De engelen hingen over het randje van het hemelse balkon en keken naar omlaag, naar de aarde. Wat was iedereen toch dom daar op die aarde! Albertus kon goed rekenen, maar hij hield nooit rekening met Jan of Katrijn. De dieren waren niet veel beter. Hoofdschuddend zagen de engelen hoe Bello de hond honds deed, hoe Reintje de Vos zijn vossenstreken uithaalde en hoe Kraai de haan altijd maar haantje de voorste wilde zijn. Hoe zouden de mensen en dieren wat aardiger kunnen worden? De engelen krabden zich achter de oren. Dat hielp. De engelen wisten het ineens: ze zouden de mensen en de dieren iets hemels geven, hemelse wijsheid. Daar zouden ze van opknappen.
De engelen stopten een stapeltje hemelse wijsheid in een doosje en lieten dat vanaf hun balkon met een touwtje op aarde zakken. Het kwam terecht bij de bushalte van lijn tien om precies te zijn. Albertus ging altijd naar school met lijn tien. Hij zag het doosje en maakte het open. Toen hij zag dat er wijsheid in zat, haalde hij zijn neus op. Omdat hij verkouden was, maar ook omdat hij meende geen wijsheid nodig te hebben. Hij was immers al heel knap en wist dat tien plus tien twintig is en tien keer tien honderd. Meer hoef je niet te weten, vond Albertus. Hij pakte het doosje op en gooide het uit de bus. Het viel op de grond, onder een rozenstruik om precies te zijn.
Kraai de Haan zag het doosje daar liggen en was nieuwsgierig wat erin zou zitten. Hij liep naar de rozenstruik, pakte het doosje dat eronder stond en maakte het open. Hij kukelde van afschuw. Wijsheid! Wat moest je daar nu mee? Je kon het niet eten en je kon er niet mee opscheppen; dingen die Kraai de haan heel belangrijk vond. Vandaar dat hij het doosje weer terugzette onder de rozenstruik. Er vielen toen een paar rozenblaadjes op zijn hoofd. Die liggen er nog altijd op. Dus als je een haan zien met een rood petje op, is dat vast Kraai de haan.

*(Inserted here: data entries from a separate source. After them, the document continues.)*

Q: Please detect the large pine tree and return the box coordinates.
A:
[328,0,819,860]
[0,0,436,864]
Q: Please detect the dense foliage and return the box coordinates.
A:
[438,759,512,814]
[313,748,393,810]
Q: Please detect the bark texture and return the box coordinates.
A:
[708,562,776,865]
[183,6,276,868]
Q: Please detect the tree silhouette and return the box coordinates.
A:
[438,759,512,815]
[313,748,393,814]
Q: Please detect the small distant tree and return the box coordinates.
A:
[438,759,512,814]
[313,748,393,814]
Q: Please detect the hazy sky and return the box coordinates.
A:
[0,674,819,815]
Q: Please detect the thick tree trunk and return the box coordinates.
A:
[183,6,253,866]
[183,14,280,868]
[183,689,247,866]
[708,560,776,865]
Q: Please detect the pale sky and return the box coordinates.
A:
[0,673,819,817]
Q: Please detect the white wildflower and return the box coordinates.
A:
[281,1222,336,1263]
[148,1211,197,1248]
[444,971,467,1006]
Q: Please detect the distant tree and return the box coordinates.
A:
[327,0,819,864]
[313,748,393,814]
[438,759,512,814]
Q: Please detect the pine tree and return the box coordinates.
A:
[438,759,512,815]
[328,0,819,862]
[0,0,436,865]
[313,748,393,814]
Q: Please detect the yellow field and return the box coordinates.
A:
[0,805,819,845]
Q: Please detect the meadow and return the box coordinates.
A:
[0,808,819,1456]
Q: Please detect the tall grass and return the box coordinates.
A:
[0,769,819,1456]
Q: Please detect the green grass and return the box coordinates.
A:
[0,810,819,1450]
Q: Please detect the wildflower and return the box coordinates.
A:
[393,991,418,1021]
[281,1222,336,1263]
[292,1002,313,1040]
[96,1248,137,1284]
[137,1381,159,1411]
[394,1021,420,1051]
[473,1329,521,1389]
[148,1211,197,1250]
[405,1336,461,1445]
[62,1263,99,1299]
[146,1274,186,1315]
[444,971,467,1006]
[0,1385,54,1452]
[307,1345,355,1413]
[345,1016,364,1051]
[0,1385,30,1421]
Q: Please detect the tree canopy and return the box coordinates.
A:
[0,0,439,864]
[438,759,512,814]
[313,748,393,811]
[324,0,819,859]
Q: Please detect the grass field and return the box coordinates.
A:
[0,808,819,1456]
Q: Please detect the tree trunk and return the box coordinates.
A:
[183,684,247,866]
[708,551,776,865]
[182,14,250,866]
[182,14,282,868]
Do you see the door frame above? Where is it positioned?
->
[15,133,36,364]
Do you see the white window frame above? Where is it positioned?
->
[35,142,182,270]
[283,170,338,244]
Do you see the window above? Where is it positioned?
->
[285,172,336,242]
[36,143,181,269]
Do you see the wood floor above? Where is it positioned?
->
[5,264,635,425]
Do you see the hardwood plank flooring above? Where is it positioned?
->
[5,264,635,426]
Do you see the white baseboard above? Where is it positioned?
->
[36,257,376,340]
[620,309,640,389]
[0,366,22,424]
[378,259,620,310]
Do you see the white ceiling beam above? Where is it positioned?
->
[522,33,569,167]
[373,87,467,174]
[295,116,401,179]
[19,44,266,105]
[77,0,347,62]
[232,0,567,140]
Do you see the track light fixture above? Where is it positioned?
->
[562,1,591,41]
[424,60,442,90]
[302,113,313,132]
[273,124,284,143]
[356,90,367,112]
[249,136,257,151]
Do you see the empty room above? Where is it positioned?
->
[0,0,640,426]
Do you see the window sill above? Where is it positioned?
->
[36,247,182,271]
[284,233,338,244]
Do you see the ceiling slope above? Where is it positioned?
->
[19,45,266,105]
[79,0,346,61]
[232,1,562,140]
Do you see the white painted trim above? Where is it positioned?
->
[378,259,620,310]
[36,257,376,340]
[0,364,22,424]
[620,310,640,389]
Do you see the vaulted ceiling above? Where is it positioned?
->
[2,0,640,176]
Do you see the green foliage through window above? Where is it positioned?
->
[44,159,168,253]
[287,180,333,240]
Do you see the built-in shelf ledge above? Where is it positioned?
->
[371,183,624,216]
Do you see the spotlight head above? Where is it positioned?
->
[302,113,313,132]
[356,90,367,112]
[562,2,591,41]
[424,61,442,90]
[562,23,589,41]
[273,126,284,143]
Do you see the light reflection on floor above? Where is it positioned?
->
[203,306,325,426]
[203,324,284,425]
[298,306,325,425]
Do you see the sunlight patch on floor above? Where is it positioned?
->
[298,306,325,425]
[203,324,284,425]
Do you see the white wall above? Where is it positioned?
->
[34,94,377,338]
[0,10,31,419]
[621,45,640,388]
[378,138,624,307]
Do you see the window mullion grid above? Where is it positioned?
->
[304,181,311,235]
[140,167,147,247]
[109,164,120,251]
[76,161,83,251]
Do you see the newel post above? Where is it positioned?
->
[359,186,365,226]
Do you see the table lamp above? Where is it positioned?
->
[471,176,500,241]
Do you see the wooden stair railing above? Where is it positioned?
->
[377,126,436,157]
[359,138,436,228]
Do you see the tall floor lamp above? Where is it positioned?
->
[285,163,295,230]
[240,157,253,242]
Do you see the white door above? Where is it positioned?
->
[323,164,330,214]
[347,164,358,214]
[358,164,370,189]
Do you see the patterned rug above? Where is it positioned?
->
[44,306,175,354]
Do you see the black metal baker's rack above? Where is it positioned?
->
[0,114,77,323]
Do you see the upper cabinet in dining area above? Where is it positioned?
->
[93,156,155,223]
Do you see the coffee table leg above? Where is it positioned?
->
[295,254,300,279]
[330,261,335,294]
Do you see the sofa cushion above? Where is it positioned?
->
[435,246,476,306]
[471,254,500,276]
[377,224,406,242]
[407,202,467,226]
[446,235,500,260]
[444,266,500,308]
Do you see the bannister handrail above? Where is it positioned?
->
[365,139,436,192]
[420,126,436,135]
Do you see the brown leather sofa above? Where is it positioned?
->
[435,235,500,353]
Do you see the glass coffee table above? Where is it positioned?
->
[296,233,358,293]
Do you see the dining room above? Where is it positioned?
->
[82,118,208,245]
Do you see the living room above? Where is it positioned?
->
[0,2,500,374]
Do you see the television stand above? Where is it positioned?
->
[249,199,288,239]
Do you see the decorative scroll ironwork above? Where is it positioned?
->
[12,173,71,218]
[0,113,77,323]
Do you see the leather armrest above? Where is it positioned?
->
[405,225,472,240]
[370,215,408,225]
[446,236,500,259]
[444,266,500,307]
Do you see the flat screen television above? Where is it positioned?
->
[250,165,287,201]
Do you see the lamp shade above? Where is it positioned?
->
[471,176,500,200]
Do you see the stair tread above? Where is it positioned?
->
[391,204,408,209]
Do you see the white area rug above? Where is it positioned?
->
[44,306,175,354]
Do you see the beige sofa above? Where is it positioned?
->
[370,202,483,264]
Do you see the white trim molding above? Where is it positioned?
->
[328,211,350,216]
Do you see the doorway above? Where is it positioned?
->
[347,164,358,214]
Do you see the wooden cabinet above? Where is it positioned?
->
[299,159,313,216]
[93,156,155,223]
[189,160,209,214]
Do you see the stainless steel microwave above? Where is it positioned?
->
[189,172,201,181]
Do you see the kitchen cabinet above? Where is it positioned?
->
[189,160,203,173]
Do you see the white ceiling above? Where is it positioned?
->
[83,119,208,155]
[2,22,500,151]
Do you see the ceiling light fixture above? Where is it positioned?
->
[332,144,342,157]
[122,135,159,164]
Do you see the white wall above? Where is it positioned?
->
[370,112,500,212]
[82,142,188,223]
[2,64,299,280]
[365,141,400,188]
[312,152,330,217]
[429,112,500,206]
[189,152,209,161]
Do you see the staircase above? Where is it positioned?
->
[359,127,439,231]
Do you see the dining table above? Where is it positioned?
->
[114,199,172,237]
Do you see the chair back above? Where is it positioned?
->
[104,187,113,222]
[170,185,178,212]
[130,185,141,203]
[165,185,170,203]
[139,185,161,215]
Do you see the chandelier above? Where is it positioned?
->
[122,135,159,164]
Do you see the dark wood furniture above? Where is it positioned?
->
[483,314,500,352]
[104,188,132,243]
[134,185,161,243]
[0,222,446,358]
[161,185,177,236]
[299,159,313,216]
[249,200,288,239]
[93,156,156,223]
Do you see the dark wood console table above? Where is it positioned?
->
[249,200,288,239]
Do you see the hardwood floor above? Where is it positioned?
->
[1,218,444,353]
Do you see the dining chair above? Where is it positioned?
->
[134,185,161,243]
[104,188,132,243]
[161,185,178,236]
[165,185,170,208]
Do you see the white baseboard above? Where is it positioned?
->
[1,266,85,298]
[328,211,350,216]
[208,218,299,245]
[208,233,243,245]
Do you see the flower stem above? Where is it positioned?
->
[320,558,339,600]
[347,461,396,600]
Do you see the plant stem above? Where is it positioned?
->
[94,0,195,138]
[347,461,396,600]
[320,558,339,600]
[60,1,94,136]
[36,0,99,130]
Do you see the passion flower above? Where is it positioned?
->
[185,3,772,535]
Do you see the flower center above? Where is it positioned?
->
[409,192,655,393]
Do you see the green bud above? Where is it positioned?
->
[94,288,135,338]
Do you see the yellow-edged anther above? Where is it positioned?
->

Even later kwam Reintje de Vos langs. Hij snuffelde voorzichtig aan het doosje. Na een tijdje durfde hij het open te maken. Hij vond de wijsheid. Wat moest hij ermee? Je kon die niet eten, je kon er niet mee opscheppen. Maar je werd er wel slimmer van. En als je slim was, kon je lekkere kippetjes vangen. Dat vond Reintje heel belangrijk. ‘Ach,’ bedacht Reintje, ‘zou ik nog slimmer kunnen worden dan ik al ben? Nee, ik ben al zo slim. Meer wijsheid heb ik echt niet nodig.’ Zeer tevreden over zichzelf ging Reintje verder.
Na een tijdje kwam Bello de hond voorbij. Hij zag het doosje ook. Hij was niet zo knap als Albertus, niet zo mooi als Kraai de haan en niet zo slim als Reintje de vos. Vandaar dat Bello die wijsheid meenam. Zo kwam het dat Bello de hond een van de wijste wezens op aarde is geworden. Niet dat Bello de hond nu goed kan rekenen als Albertus. Of dat hij kan opscheppen als Kraai de haan. Of dat hij goed kippetjes kan stelen als Reintje de vos. Door die hemelse wijsheid uit dat doosje, leerde hij andere dingen te doen, betere dingen. Vandaar dat honden blinden kunnen geleiden. Ze kunnen waken tegen gevaar. Ze kunnen speuren naar verdwaalde kinderen. Ze kunnen de schaapherder helpen de kudde bij elkaar te houden. En ze zijn trouwe vrienden. Dat soort aardige dingen leer je als je de hemels wijsheid met je meeneemt.
De engelen keken tevreden naar Bello de hond die het geschenk van de hemelse wijsheid had aangenomen. Ze vonden het zo goed van hem, dat ze hem een nieuwe naam gaven: Pico Bello. Die naam kun je gebruiken voor alles wat heel goed is: Pico Bello!